Leave it to Disney, and Pixar, to take an all-too-familiar story (involving a princess and a queen and magical potions, etc.) and present it in a way that feels like something totally new. Thanks to what is probably the most eye-poppingly beautiful animation we've ever seen--especially in 3D--and thanks to a girl, the protagonist, Merida, who is certainly the most redheaded of the Disney Princesses, Brave gets two big thumbs up despite a script that, while good, could have been so much better.
The story centers on Merida, a young nature-loving princess who has a fiercely independent spirit and considerable archery skills. There is much for her to love about the kingdom, Scotland, that surrounds her, with its towering cliffs and plunging waterfalls and greenest-green dells. Perhaps the most beautiful scene in the movie has her heroically riding a Clydesdale past an ancient megalithic structure in an increasingly foggy forest.
But Merida is torn, as I suppose many teenaged girls are, between her own vague ideas of what her future should be and her mother's carefully considered plans for her. Brave is really about the relationship between a mother and her daughter: how and why it suffers, and how and why it is mended. The film's humor is mostly drawn from a large cast of silly supporting characters: a father (the king), little brothers, housekeepers, etc.

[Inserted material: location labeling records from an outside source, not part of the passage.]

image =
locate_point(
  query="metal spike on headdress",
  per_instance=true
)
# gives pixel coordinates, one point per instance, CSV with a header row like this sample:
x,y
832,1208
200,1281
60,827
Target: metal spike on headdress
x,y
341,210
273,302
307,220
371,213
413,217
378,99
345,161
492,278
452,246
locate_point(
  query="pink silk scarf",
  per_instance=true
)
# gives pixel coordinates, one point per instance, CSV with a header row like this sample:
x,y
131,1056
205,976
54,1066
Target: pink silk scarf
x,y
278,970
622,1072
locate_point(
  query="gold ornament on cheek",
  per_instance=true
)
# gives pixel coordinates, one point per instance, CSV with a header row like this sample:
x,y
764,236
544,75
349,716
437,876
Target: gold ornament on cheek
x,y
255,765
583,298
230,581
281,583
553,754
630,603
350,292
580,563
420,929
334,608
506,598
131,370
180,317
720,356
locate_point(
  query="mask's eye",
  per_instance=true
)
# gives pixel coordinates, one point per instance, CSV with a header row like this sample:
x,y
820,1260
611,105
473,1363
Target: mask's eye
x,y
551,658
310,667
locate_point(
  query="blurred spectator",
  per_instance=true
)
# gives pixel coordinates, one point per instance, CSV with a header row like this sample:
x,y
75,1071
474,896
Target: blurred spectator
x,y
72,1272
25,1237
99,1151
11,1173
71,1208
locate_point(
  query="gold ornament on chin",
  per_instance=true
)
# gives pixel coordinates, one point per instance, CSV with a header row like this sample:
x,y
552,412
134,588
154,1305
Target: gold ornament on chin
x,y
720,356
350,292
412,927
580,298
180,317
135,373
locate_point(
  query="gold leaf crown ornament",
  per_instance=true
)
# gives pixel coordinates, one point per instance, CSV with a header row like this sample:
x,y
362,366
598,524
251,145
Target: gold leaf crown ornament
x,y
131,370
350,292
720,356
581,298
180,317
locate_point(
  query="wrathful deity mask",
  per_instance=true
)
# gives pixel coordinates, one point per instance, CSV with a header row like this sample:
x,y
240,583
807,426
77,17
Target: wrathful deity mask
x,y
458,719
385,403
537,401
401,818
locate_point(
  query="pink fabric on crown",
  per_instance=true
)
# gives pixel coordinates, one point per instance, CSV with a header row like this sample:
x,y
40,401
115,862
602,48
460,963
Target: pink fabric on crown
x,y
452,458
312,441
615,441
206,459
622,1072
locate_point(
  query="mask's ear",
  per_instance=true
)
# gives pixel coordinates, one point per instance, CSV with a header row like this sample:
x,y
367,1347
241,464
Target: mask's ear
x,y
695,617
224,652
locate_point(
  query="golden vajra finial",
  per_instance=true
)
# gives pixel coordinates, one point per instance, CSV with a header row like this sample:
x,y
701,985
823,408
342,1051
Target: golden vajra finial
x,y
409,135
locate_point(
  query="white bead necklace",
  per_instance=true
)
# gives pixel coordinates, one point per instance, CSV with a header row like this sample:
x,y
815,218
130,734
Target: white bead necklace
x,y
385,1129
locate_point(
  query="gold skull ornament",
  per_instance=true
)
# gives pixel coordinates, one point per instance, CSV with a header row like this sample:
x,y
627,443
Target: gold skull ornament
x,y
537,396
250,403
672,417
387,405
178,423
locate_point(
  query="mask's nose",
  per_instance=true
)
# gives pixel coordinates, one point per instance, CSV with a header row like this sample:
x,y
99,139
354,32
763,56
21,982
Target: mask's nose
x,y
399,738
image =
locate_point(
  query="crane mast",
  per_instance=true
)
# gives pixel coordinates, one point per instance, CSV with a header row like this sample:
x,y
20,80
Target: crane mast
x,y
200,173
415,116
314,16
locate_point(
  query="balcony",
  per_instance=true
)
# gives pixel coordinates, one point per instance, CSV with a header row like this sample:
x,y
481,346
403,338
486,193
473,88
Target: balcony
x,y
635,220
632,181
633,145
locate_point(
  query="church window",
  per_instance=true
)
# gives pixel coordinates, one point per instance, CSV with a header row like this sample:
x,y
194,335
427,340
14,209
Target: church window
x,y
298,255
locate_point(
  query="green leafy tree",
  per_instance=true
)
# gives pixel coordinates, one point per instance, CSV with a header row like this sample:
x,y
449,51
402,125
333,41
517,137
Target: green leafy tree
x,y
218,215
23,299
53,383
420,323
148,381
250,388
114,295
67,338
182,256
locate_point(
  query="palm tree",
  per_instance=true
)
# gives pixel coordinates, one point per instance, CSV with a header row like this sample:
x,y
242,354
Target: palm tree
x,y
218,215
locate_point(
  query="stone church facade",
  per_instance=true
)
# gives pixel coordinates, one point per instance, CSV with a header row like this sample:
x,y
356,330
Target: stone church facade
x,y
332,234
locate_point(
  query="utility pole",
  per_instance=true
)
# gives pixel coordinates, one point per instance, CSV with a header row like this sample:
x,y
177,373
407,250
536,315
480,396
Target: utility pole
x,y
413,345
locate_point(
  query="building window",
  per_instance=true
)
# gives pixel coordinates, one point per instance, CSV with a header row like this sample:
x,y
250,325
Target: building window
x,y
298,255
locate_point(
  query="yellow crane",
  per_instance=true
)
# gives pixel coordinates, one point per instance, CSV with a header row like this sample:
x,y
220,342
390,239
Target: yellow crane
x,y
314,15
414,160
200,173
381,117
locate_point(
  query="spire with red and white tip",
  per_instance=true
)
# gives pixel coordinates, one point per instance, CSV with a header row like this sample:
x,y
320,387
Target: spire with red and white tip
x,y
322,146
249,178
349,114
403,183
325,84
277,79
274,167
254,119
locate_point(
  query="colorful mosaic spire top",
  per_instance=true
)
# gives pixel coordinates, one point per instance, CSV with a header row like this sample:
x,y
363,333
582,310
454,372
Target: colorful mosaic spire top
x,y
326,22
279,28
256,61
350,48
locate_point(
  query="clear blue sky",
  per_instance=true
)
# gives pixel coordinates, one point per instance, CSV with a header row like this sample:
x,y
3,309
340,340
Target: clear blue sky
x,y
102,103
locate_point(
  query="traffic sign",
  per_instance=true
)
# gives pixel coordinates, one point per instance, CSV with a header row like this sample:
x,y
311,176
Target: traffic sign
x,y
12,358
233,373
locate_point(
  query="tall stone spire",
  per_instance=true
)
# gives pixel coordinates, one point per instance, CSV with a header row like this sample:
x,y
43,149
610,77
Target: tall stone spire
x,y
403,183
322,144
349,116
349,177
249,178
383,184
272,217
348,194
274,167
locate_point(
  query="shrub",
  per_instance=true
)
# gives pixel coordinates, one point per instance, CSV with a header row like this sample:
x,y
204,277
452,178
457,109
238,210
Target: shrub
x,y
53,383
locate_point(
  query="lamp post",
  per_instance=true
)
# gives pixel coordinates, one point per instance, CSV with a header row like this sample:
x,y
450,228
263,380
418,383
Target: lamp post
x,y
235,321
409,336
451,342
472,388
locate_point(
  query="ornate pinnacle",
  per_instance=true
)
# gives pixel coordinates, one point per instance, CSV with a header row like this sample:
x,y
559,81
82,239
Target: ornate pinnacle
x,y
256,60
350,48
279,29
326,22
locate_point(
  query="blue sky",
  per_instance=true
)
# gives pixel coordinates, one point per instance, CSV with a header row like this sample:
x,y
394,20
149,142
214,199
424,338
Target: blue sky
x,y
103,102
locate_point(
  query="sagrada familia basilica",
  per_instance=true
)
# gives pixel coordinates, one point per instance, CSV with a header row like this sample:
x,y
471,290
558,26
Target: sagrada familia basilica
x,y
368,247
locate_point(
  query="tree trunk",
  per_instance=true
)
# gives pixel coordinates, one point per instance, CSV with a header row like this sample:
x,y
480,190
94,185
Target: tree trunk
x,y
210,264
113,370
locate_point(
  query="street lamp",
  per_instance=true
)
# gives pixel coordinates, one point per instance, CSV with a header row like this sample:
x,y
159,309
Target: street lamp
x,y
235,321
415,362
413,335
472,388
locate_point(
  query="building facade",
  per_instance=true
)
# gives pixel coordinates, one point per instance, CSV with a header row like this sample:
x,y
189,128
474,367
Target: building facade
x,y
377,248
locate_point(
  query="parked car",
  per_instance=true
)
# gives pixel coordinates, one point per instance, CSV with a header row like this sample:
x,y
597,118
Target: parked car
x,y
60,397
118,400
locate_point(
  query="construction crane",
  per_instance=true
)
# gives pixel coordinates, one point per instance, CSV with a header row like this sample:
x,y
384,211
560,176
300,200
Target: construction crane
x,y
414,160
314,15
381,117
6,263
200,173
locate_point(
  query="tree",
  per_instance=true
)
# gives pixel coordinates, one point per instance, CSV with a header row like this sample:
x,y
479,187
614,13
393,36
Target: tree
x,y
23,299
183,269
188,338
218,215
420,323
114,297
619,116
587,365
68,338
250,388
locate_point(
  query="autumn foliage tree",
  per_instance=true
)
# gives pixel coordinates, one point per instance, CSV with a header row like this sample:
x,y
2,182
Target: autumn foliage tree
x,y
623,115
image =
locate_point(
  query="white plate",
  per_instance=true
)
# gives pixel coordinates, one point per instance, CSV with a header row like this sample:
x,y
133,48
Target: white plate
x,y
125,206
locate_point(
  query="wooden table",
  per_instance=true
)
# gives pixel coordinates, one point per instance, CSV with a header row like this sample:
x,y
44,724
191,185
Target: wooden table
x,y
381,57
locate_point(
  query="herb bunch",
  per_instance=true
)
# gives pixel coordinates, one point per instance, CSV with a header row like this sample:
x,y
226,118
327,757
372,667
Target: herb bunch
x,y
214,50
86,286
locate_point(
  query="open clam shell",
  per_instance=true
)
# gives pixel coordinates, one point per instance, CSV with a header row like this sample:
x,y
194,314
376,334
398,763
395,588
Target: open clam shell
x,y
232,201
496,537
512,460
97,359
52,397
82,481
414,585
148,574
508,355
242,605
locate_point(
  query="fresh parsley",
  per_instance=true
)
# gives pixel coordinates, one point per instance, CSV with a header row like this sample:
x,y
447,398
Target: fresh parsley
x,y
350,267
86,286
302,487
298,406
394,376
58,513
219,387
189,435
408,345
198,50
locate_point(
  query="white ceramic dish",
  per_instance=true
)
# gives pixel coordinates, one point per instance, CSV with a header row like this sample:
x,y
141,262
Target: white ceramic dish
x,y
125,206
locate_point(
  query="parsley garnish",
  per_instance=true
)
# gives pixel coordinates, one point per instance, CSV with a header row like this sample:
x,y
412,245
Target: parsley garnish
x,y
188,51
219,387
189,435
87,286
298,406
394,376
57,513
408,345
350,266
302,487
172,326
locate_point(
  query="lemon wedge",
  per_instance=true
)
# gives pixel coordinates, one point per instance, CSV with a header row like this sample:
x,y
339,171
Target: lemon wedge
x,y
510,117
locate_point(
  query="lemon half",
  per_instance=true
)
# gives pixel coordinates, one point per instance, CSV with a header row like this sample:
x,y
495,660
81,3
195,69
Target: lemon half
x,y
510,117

Overall, the sequences have a little more darkness to them, and somewhat fewer laugh-out-loud moments, than Pixar counterparts Cars and Finding Nemo.
Though Brave doesn't quite manage to reach the nearly perfect cinematic heights of some of its Pixar predecessors (and the temptation for comparison can't be overcome), it holds its own very well and we expect it will prove to be the best animated feature of 2012.